OK, So quite a strange one this.
Client has a Database with a number of Large History Tables.
Developers decided that as they were running out of space on the current drive, the only solution was to rename the old Tables and re Create the new Tables on another FileGroup on another LUN.
Not the best solution, but not a total disaster, however, the application also requires to be able to read data from the current year and as they did this change midway through the year. The developers again came up with a Brilliant (or so they thought|) solution which involved copying the current years data back out of the now archived Tables into the New Tables.
OK, so if we now consider the fact that they also want to use these tables for BI, things start to get interesting.
The Archived Table contains close to 500 Million rows, as does the New Versions of the Table with around 100 million Duplicate rows.
Ultimately, I will partition the Table, but the first step is to load all of the data into one Table without Duplicates.
After playing around with various methods, I settled on using the TSQL MERGE Function which first appeared in SQL Server 2008 :-
http://msdn.microsoft.com/en-us/library/bb510625.aspx
Basically I used it to compare the two tables, if the row in the Archive table did not appear in the New table, then the row was Inserted into the New Table, thus resulting in One Table containg all of the rows without any duplicates.

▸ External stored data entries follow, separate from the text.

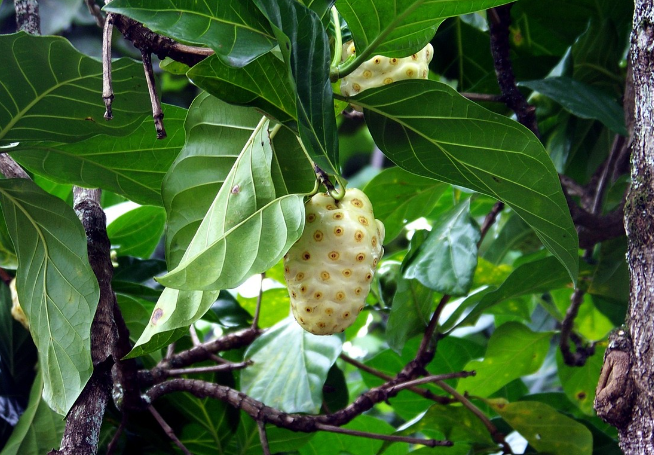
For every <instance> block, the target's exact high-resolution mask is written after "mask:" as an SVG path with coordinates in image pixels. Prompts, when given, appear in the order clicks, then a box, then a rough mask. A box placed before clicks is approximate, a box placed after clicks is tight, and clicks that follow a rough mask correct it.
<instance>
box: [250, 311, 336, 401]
mask: <svg viewBox="0 0 654 455" xmlns="http://www.w3.org/2000/svg"><path fill="white" fill-rule="evenodd" d="M341 346H342V342H341V340H340V338H339V337H338V336H336V335H330V336H318V335H313V334H311V333H309V332H307V331H305V330H304V329H302V327H300V326H299V324H297V323H296V322H295V320H294V319H293V318H292V317H289V318H287V319H285V320H283V321H281V322H279V323H278V324H277V325H275V326H274V327H272V328H271V329H270V330H268V331H266V332H265V333H264V334H263V335H262V336H261V337H259V338H257V340H255V341H254V343H252V344H251V345H250V347H249V348H248V350H247V351H246V352H245V358H246V359H249V360H252V361H253V362H254V364H253V365H251V366H249V367H248V368H246V369H245V370H243V372H242V373H241V391H242V392H243V393H246V394H248V395H249V396H251V397H252V398H255V399H257V400H259V401H262V402H264V403H265V404H267V405H268V406H272V407H274V408H276V409H279V410H281V411H285V412H308V413H317V412H318V410H319V409H320V406H321V405H322V387H323V385H324V383H325V381H326V379H327V373H328V372H329V369H330V368H331V366H332V365H333V364H334V362H335V361H336V359H337V358H338V355H339V354H340V353H341Z"/></svg>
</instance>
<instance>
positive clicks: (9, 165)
mask: <svg viewBox="0 0 654 455" xmlns="http://www.w3.org/2000/svg"><path fill="white" fill-rule="evenodd" d="M0 172H2V175H4V176H5V177H6V178H8V179H30V180H31V178H30V176H29V175H28V174H27V172H25V169H23V168H22V167H20V165H19V164H18V163H17V162H16V161H14V159H13V158H12V157H10V156H9V155H8V154H7V153H0Z"/></svg>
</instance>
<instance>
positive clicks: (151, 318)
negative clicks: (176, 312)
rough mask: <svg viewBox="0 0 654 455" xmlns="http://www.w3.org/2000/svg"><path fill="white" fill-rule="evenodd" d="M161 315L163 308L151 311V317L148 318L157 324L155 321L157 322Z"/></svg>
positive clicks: (160, 308)
mask: <svg viewBox="0 0 654 455" xmlns="http://www.w3.org/2000/svg"><path fill="white" fill-rule="evenodd" d="M161 316H163V310H162V309H161V308H157V309H155V310H154V312H153V313H152V318H151V319H150V322H151V323H152V325H157V322H159V319H161Z"/></svg>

A simplified version of the query can be found below :-
MERGE
[dbo].[HistoryTable] SRC
USING
[dbo].[OldHistoryTable] OLD
ON
SRC.[PrimaryKeyField_1] = OLD.[PrimaryKeyField_1]
AND
SRC.[PrimaryKeyField_2] = OLD.[PrimaryKeyField_2]
WHEN
NOT MATCHED BY TARGET THEN
INSERT
([PrimaryKeyField_1],
[PrimaryKeyField_2],
[Field_1],
[Field_2])
VALUES
(OLD.[PrimaryKeyField_1],
OLD.[PrimaryKeyField_2],
OLD.[Field_1],
OLD.Field_2]);